In particular the composition, shape and position of features and defects can be visualised.
As well as comprehensive on-line analysis, the parallel mass detection of the TOF-SIMS provides the means to carry out Retrospective Analysis.
Regardless of the knowledge about the sample before the measurement, the data can be explored afterwards to look for unexpected results, such as unknown structures, contaminants at interfaces
and so on.
The x, y, z coordinates and mass of every secondary ion reaching the detector are stored.
The software can reconstruct spectra from any coordinate or group of coordinates, images from any section, vertical or horizontal, depth profiles from any selected area and various 3D views as required.
Principle of LEIS
In LEIS analysis the sample surface is bombarded with noble gas ions at an energy of a few keV. The ions are scattered by the atoms of the surface following the laws of the conservation of energy and momentum.
By measuring the energy of the backscattered ions the masses of the scattering surface atoms are determined. With the advanced analyser design of the Qtac100 the measured intensity is directly proportional to the surface coverage of the corresponding element and is not influenced by the chemical environment. This allows matrix independent quantification.
Scattering of noble gas ions by surface atoms
Energy spectrum of the scattered ions corresponding to the masses of the surface atoms
Surface Spectroscopy
This quasi non-destructive surface analysis can be achieved by the application of very low primary ion dose densities.
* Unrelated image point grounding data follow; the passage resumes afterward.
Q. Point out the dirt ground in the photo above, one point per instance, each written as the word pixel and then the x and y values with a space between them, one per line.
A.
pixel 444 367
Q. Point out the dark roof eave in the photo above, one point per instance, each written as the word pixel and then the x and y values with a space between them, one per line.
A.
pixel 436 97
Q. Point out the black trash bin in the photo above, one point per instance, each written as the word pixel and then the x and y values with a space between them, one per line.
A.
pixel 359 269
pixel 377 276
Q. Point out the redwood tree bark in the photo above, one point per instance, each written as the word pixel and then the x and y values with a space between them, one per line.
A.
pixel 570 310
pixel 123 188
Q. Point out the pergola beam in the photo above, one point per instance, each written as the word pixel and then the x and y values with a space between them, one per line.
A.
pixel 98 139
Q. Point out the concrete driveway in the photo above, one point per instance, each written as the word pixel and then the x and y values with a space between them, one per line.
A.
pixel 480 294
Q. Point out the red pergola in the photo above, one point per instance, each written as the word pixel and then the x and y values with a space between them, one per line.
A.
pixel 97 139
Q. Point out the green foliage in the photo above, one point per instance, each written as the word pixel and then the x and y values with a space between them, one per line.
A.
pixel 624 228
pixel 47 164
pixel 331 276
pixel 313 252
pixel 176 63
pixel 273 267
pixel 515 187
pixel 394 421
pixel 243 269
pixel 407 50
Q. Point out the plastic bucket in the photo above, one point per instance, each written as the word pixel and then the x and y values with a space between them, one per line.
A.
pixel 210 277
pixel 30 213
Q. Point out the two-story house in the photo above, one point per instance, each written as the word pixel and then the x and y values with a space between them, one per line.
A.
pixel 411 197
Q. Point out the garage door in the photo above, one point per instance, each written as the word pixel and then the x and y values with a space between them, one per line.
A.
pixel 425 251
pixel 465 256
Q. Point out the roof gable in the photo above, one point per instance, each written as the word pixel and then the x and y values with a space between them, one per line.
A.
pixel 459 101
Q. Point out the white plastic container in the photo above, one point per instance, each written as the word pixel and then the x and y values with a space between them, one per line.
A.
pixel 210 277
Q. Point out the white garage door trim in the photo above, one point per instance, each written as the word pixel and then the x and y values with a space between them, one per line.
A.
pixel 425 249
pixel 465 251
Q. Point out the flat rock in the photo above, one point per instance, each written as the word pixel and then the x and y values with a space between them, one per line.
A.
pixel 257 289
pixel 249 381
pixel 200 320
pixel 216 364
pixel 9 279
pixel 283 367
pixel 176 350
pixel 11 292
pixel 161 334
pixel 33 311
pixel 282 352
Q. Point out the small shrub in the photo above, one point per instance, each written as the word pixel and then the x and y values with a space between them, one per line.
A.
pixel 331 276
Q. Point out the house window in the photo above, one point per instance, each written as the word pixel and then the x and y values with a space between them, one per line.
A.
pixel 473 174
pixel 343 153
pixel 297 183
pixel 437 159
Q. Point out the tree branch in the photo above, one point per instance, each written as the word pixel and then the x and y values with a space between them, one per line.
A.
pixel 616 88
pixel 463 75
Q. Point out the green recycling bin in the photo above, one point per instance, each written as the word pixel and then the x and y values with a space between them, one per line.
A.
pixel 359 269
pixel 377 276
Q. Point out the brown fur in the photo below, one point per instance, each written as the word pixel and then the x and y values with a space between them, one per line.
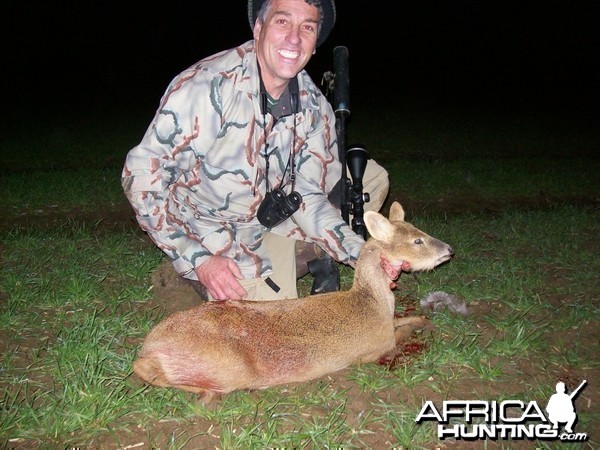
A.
pixel 222 346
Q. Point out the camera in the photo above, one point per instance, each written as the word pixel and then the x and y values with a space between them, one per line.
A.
pixel 277 206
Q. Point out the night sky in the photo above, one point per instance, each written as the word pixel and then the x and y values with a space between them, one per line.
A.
pixel 111 55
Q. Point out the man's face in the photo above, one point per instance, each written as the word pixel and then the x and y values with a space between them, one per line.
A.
pixel 286 41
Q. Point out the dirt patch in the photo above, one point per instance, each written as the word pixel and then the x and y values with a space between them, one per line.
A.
pixel 172 293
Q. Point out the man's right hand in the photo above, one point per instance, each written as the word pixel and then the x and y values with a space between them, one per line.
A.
pixel 220 276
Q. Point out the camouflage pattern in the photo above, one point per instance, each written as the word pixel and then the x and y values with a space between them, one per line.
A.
pixel 198 176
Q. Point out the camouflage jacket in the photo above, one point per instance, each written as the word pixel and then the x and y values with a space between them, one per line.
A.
pixel 198 176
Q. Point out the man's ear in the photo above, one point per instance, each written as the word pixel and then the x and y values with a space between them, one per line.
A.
pixel 256 30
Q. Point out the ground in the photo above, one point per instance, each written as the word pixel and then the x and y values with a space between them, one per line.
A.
pixel 171 293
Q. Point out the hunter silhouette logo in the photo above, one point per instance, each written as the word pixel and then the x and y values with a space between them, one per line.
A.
pixel 560 406
pixel 508 419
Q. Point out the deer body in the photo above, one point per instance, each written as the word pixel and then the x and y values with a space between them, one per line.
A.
pixel 222 346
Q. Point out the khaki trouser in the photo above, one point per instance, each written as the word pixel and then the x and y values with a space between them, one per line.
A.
pixel 282 250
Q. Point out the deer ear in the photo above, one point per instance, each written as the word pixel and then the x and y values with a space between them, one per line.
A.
pixel 378 226
pixel 397 212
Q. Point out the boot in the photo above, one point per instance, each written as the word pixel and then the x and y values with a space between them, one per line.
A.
pixel 326 274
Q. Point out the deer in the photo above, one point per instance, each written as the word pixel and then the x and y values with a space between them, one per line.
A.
pixel 218 347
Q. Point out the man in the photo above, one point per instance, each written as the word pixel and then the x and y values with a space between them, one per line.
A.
pixel 229 131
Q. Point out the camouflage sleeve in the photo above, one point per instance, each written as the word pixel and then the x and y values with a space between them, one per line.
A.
pixel 161 160
pixel 318 172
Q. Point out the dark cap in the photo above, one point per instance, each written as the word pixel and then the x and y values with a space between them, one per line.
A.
pixel 327 21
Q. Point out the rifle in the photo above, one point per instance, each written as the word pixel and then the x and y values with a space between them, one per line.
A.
pixel 348 194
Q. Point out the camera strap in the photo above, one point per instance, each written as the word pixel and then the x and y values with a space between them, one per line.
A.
pixel 288 104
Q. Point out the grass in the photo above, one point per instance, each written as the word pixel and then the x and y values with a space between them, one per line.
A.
pixel 75 292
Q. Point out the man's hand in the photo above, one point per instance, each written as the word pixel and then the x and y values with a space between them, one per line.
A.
pixel 220 276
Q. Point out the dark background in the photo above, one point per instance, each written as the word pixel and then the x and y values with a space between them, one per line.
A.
pixel 105 56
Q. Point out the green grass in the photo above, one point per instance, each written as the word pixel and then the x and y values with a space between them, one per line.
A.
pixel 74 296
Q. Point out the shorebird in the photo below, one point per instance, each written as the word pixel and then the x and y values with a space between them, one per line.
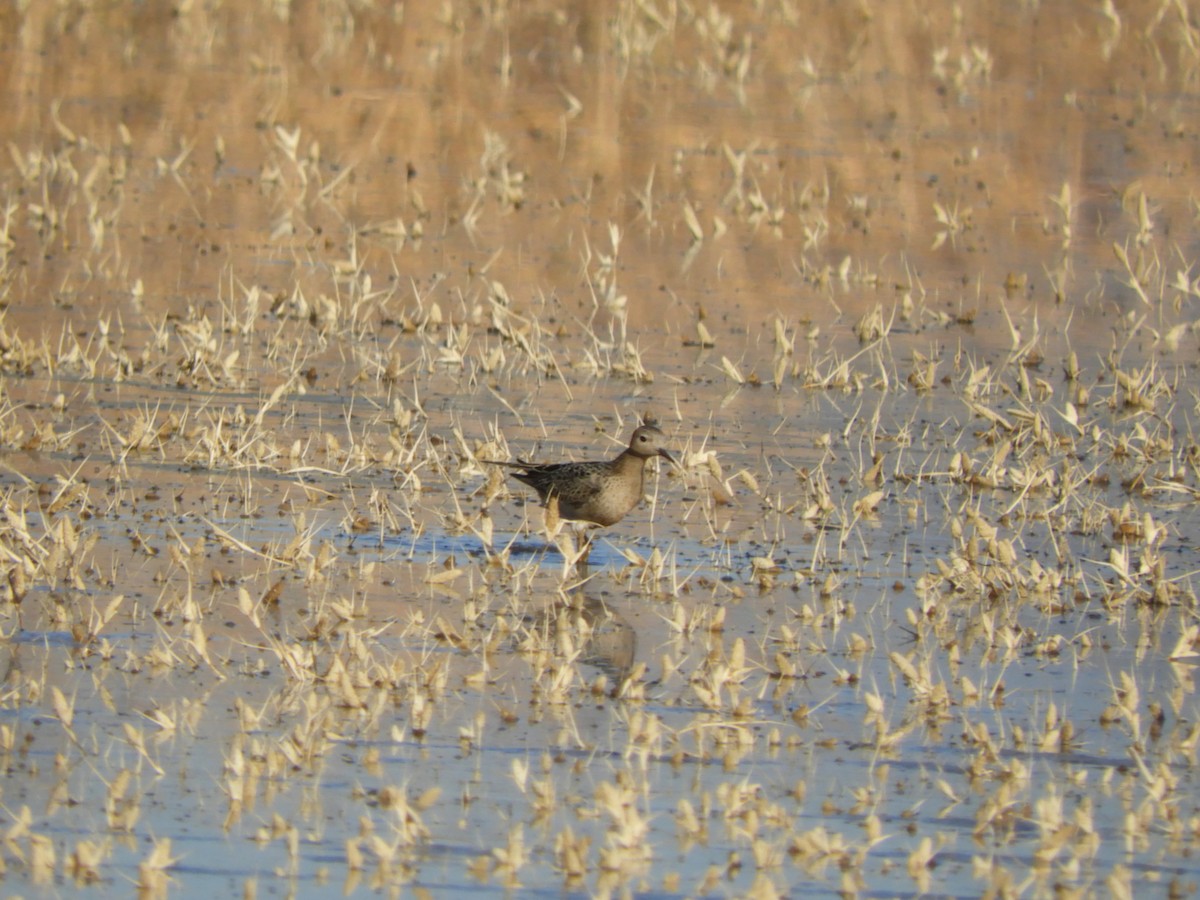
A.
pixel 599 492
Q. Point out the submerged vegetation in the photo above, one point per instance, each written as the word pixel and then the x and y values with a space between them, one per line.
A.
pixel 912 301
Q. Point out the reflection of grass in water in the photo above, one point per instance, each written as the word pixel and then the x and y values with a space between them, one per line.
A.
pixel 916 616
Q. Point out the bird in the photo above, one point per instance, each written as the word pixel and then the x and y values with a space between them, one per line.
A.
pixel 600 492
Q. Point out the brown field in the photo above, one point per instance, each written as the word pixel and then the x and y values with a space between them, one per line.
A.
pixel 910 286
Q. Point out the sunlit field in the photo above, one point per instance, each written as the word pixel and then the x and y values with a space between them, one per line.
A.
pixel 910 287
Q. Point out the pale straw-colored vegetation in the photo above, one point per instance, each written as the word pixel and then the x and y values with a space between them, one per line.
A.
pixel 912 297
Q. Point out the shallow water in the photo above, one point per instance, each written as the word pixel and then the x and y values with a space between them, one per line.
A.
pixel 912 298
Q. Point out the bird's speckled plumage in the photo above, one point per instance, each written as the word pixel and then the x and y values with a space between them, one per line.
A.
pixel 599 492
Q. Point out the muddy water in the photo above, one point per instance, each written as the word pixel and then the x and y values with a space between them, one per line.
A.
pixel 911 288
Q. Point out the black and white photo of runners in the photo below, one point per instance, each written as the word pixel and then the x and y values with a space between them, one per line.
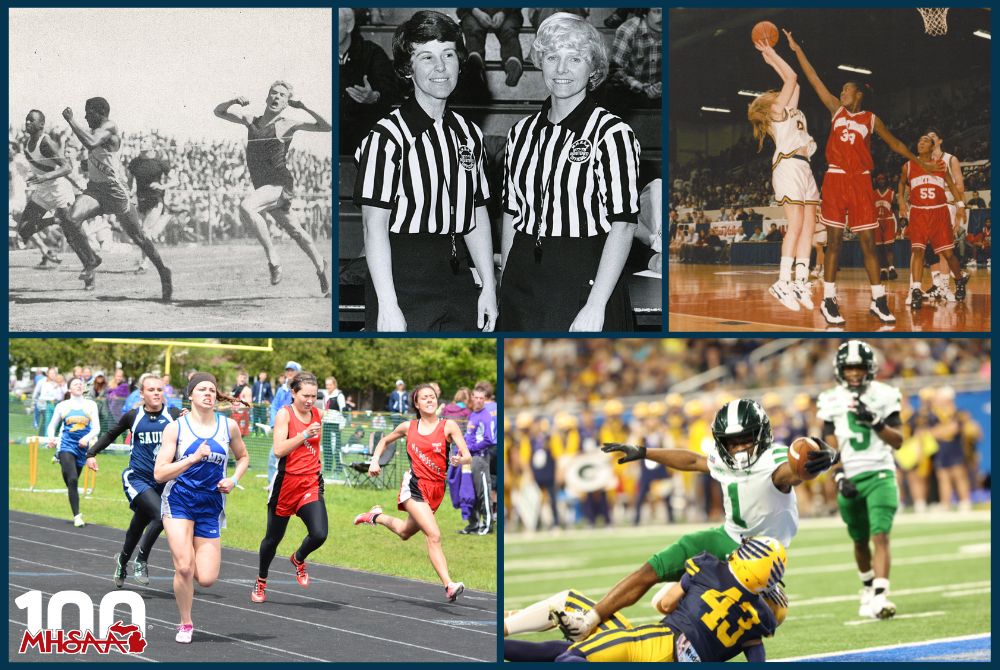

Surface Spectroscopy provides quantitative elemental information from the top atomic layer.
Surface Imaging
By rastering a focussed ion beam over the surface, mass resolved elemental images (chemical maps) can be obtained.
This quasi non-destructive surface analysis can be achieved by the application of very low primary ion dose densities. Surface Spectroscopy provides quantitative elemental information from the top atomic layer.
Depth Profiling
Static depth profiling
In LEIS, depth profiling can be done in static mode, using only the information in the non-destructive scattering spectrum. During the analysis ions are scattered at the outer atomic layer, which lead to the detected surface peaks. In addition also ion scattering at atoms in deeper layers occurs. Those ions undergo an additional depth proportional energy loss. As a results, tails to the left of the surface peaks appear, which are corresponding to the in-depth distribution of the respective element over the first few nm.
Sputter depth profiling
For increased depth range or complex systems, sputter depth profiling is available. By sputtering the sample using a low energy Ar ion beam, and analysing the bottom of the sputter crater by LEIS, a sputter depth profile is recorded. The excellent surface sensitivity of LEIS allows to achieve high depth resolution, while the lack of a need for reactive ion sputtering allows quantification from the first nm of the depth profile.